Movies and Conduct

Source: ‘Female, 19, white, college junior’, quoted in Herbert Blumer, Movies and Conduct (New York: Macmillan, 1933), p. 145

Text: But I shall positively say that Warner Oland, the oriental-looking villain of the screen, was responsible for my mortal dread of Chinamen. Whenever I saw one I would run as fast as my little legs would carry me and palpitating with fear would cling close to my reassuring mother. He, Warner Oland, was always wicked in his role of the canny, cunning, heartless mandarin who pursued Pearl White through so many serials. I carried over this impression to all Asiatics, so that they all seemed to conceal murderous intent behind their bland features, their humble attitude merely a disguise until the time was ripe to seize you and kill you, or, worse yet, to make you a slave. I never passed by our Chinese laundry without increasing my speed, glancing apprehensively through the window to detect him at some foul deed, expecting every moment one of his supposed white slave girls to come dashing out of the door. If I heard some undue disturbance at night outside, I was certain that “Mark Woo” was at his usual work of torturing his victims. I have not been able to this day to erase that apprehensive feeling whenever I see a Chinese person, so deep and strong were those early impressions.

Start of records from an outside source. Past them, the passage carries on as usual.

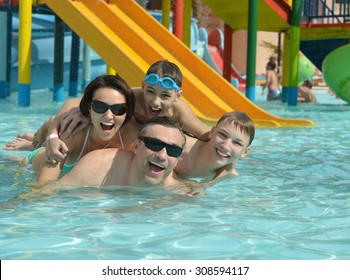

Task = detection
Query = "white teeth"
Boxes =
[150,161,165,169]
[151,107,160,111]
[216,150,230,157]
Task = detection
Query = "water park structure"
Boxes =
[0,0,350,127]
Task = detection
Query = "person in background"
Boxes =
[298,80,317,103]
[262,58,281,101]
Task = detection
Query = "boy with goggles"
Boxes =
[49,117,201,194]
[6,60,210,165]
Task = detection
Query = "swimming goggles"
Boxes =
[91,100,127,116]
[145,74,180,91]
[139,136,182,157]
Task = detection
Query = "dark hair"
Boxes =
[217,111,255,146]
[79,75,136,125]
[146,59,182,88]
[138,116,186,148]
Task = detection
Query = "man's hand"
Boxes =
[45,137,69,164]
[59,107,90,140]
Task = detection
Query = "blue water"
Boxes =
[0,90,350,260]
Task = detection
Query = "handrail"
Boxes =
[301,0,350,24]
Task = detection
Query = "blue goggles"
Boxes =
[145,74,180,91]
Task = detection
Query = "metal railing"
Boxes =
[301,0,350,24]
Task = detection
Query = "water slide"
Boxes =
[39,0,313,127]
[322,44,350,103]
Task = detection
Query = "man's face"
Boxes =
[209,120,250,167]
[136,125,182,186]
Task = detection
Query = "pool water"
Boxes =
[0,90,350,260]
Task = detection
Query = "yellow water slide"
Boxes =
[39,0,313,127]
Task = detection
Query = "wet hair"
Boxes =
[138,116,186,148]
[266,60,276,70]
[79,75,136,126]
[146,59,182,88]
[217,111,255,146]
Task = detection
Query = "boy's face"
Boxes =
[136,124,182,186]
[209,120,250,167]
[142,81,182,118]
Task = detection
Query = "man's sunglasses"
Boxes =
[139,136,182,157]
[145,74,180,91]
[91,100,127,116]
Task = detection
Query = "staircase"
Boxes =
[300,0,350,70]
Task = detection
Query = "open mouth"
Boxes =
[149,107,162,116]
[148,162,165,174]
[100,123,114,132]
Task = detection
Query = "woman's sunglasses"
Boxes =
[145,74,180,91]
[91,100,127,116]
[139,136,182,157]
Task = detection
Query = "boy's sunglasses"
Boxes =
[139,136,182,157]
[91,100,127,116]
[145,74,180,91]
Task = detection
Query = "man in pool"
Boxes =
[175,111,255,181]
[5,60,210,163]
[41,117,201,192]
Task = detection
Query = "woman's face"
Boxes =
[90,88,126,140]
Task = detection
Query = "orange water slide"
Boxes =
[40,0,313,127]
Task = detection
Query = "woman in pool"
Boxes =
[21,75,135,185]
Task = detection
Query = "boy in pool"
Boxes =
[21,75,135,185]
[175,111,255,181]
[4,60,210,162]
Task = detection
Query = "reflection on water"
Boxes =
[0,91,350,259]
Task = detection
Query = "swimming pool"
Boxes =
[0,90,350,260]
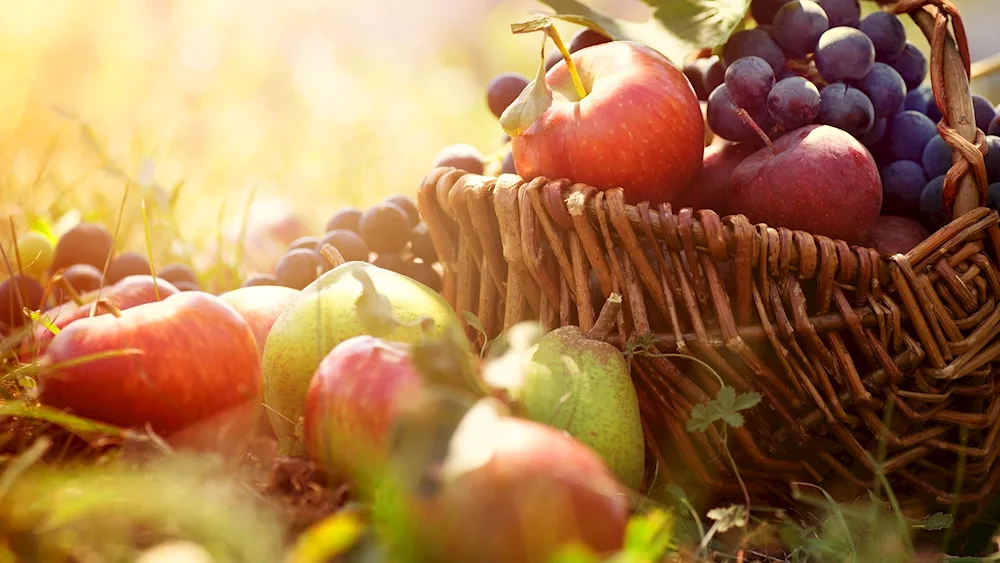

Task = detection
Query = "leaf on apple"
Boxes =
[500,29,552,138]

Comments: American sociologist Herbert Blumer’s Movies and Conduct presents twelve studies of the influence of motion pictures upon the young, made by the Committee on Educational Research of the Payne Fund, at the request of the National Committee for the Study of Social Values in Motion Pictures. The study solicited autobiographical essays, mostly from undergraduate students of the University of Chicago, and presented extracts from this evidence in the text. This extract comes from the chapter ‘Schemes of Life’, section ‘Stereotyped Views’. The Swedish-American actor Warner Oland frequently played oriental characters, including Fu Manchu and Charlie Chan. Serials in which he appeared with Pearl White were The Romance of Elaine (1915), The Fatal Ring (1917) and The Lightning Raider (1919).